HEALTH NUT WANNABEE MOM said...

Interesting post. I love how honest and funny you are. I keep trying to meditate but can never clear my mind. I try and try and now next time I try I will probably think of this post!

Brett said...

I think i'm too self centered to be centered. love the blog, i did a set of post last June on songs that were important to to me and why, that got lots of good comments.

Anonymous said...

With you on the music cutting out distractions. Enjoyed the explanation of controlled noise.

And as a historian I'm also with you on those who critique the present while imagining a perfect past. Never was such a thing. But the yogis I know aren't really wired to think historically. Heck, a lot of other people aren't either.

Thanks for the Lou Reed quotes. I don't own any of his albums except the banana one, because there used to be a time when it was easy to hear his music online, at a friend's place, or whatever. Need to keep my eyes and ears peeled.

Anonymous said...

2,3 and 4...the story of my life. I never got how anyone could think of "Perfect Day" as being an innocent, cheerful song. It's like when people play "Band of gold" at weddings when the song is actually about divorce. What exactly are they not hearing?

Anonymous said...

Great list! Number 3 and number 5 have always been some of my favorite Lou Reed lyrics. Personally I've always been partial to the opening lines from heroin:
I dont know just where Im going
But I'm gonna try for the kingdom, if I can
cause it makes me feel like I'm a man

Lana Gramlich said...

Although those are some good lines, I have to say that the overplaying of "Walk on the Wild Side" has seriously soured me to Lou Reed.

generic Brand said...

"Walk on the Wild Side" is overplayed, but how can "plucked her eyebrows on the way, shaved her legs and then he was a she" not be in the top ten list?

Not only is the line hilarious, it shows the drastic measures people take in order to instigate change in their lives. Also the line is hilarious.

G. B. Miller said...

Interesting thought there.

Personally, I'm the other way around.
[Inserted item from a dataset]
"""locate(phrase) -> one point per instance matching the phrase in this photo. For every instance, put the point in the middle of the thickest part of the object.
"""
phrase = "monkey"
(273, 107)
Most of the time, when I need to concentrate in things like reading or doing reports, I really need peace and quiet. Music becomes an annoying distraction.

On the flip side, when I'm doing dull things like data entering, music really does help set a good rhythm for me, which in ensures a good smooth pacing.

Gypsy at Heart said...

The fact that you are married means that you're my best friend but it is truly truly a sin - because in my head you are not married at all and you are more than that.

Yes, music is often like a key for me. I turn it and open a particular door. The thing is that I'm never utterly convinced whether it is me choosing the music or if it is the music that is choosing me.

That sentence probably makes no sense to you. I just threw it in there for discombobulating purposes. I think.

Anonymous said...

I always assumed that "Perfect Day" was an allusion to "A perfect day for bananafish." That sort of punctured any illusions I had about it being a happy song.

I read that Michael Stipe once stopped a concert to yell at a couple who were making out during the song Fire. Good.